La collaborazione – spiegano dall’Assessorato dello Sviluppo economico, formazione e lavoro – è nata dalla volontà di coinvolgere giovani che vogliano fare delle arti visive la loro futura professione. Sono coinvolte nel progetto anche due classi del Liceo Classico Artistico Musicale di Aosta che realizzeranno il manifesto della Foire de Donnas 2023.

L’illustrazione del manifesto scelto per la Fiera di Sant’Orso è di Davide Arena, studente di una delle classi che ha partecipato al progetto. L’immagine rappresenta la sezione di un tronco che cresce verso l’esterno, intorno al suo nucleo: Sant’Orso con i suoi attributi iconografici. Gli anelli esterni si formano anno dopo anno: sono gli elementi caratterizzanti del territorio della regione, gli oggetti della tradizione, originali o rielaborati, e i personaggi che vediamo in fiera oggi.

L’albero è visto in sezione, ma non è un albero tagliato, morto, ma un albero vivo, che produce ancora rami e foglie. Il migliore degli auspici per la Foire?

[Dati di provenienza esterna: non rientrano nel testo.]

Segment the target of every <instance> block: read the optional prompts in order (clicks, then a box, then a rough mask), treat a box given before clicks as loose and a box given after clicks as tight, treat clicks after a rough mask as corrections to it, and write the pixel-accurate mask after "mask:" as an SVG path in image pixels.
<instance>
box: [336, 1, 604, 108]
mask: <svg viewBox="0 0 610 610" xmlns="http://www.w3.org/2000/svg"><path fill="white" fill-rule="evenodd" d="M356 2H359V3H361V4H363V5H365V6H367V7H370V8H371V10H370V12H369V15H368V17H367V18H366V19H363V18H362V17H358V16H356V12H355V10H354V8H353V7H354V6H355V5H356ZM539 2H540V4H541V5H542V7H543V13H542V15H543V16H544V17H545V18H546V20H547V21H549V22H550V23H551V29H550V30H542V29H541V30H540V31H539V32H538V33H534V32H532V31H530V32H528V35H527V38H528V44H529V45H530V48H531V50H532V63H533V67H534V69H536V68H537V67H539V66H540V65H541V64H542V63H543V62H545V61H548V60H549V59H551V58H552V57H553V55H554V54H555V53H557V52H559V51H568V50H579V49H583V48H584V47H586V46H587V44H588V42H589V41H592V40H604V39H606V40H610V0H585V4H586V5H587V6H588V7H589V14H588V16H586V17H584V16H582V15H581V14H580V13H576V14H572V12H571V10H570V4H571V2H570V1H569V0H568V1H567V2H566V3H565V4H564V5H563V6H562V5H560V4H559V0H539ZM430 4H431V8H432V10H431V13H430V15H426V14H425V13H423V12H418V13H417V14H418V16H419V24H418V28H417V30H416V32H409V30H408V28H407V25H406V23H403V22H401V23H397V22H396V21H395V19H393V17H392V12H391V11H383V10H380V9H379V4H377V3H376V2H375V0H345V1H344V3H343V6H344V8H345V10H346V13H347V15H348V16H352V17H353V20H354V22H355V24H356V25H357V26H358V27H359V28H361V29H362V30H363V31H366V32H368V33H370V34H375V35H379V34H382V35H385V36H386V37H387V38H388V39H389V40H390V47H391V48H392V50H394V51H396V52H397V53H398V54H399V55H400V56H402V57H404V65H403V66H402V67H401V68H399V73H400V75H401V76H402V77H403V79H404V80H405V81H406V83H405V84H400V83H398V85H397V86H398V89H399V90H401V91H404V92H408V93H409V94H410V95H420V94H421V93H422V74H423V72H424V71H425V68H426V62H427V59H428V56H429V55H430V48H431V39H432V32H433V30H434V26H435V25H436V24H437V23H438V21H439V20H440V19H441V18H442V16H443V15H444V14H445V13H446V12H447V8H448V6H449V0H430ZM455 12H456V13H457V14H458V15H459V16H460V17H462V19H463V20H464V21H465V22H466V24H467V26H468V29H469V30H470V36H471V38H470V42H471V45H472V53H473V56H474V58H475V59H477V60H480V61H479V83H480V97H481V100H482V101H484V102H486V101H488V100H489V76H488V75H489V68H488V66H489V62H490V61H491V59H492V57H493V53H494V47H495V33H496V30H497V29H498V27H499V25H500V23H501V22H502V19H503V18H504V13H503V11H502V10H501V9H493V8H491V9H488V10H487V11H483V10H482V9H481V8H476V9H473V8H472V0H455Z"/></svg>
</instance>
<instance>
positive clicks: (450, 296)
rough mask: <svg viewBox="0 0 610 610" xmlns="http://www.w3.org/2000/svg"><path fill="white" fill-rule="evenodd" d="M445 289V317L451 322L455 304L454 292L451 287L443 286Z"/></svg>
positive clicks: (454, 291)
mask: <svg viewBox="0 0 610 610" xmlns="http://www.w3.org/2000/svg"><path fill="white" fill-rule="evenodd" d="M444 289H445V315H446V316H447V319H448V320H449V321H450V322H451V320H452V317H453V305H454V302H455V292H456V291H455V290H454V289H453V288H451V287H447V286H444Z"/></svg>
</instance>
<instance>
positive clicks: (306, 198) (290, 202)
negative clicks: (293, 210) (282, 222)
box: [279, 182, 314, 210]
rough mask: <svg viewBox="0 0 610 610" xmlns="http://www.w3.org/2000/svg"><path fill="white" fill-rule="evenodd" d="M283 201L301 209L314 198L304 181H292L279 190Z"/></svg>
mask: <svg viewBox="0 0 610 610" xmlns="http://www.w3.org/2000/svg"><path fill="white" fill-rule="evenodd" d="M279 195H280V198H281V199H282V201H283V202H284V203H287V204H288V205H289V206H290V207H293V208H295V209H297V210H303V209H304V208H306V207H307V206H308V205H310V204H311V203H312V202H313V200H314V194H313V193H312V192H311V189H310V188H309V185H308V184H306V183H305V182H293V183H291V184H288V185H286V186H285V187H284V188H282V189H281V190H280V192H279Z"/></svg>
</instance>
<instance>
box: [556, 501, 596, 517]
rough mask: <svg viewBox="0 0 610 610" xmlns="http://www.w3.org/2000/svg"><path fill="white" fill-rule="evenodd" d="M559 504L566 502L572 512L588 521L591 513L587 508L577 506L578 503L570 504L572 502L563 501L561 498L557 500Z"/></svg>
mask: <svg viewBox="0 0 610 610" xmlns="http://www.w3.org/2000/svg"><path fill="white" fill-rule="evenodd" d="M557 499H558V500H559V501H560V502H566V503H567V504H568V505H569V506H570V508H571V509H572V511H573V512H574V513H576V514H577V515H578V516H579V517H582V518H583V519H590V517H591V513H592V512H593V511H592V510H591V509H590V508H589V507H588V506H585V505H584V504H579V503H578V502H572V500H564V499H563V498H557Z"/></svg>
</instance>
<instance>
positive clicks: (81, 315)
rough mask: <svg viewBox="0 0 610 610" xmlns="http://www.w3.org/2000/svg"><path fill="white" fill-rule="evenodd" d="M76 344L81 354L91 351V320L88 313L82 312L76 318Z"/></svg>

La Struttura Attrattività del territorio, Internazionalizzazione e Artigianato di tradizione partecipa al Marché Vert Noël anche con l’ottava edizione dell’iniziativa Vers la Foire de Saint’Ours. L’obiettivo è di avvicinare il pubblico dei mercatini a una delle eccellenze regionali, l’artigianato valdostano di tradizione, realizzando uno spazio adibito alla promozione della millenaria Fiera di Sant’Orso, che ricrea un Atelier d’Antan e prevedendo anche dimostrazioni di tecniche di lavorazioni artigianali.

In particolare, quest’anno sono previste nello chalet, posto in piazza della Cattedrale, le seguenti iniziative:

Piccoli aiutanti di Babbo Natale

20 novembre e 11 dicembre, dalle 15 alle 17

Atelier di Falegnameria Didattica del MAV (Museo dell’Artigianato Valdostano di tradizione)

I bambini, con seghe, trapani e martelli, lavorano il legno come veri artigiani! Con il giusto mix di manualità e creatività creeremo insieme dei piccoli alberelli per decorare il Natale. Attività gratuita rivolta ai bambini dai 3 ai 12 anni.

27 novembre e 23 dicembre, dalle 15 alle 17

La ferratura in allegria con Michel Pelliccioni

Sarà possibile ammirare a “ritmo di musica” l’appassionante lavoro del maniscalco, un’arte antica che conserva le medesime caratteristiche nel tempo.

18 e 30 dicembre, dalle 15 alle 17

La vecchia scuola di attrezzi agricoli di Lilliano Savoye

Gli attrezzi e oggetti per l’agricoltura rappresentano le origini dell’artigianato valdostano di tradizione, il fulcro della millenaria Fiera di Sant’Orso. Lilliano e i suoi collaboratori realizzeranno “dal vivo” alcuni di questi manufatti.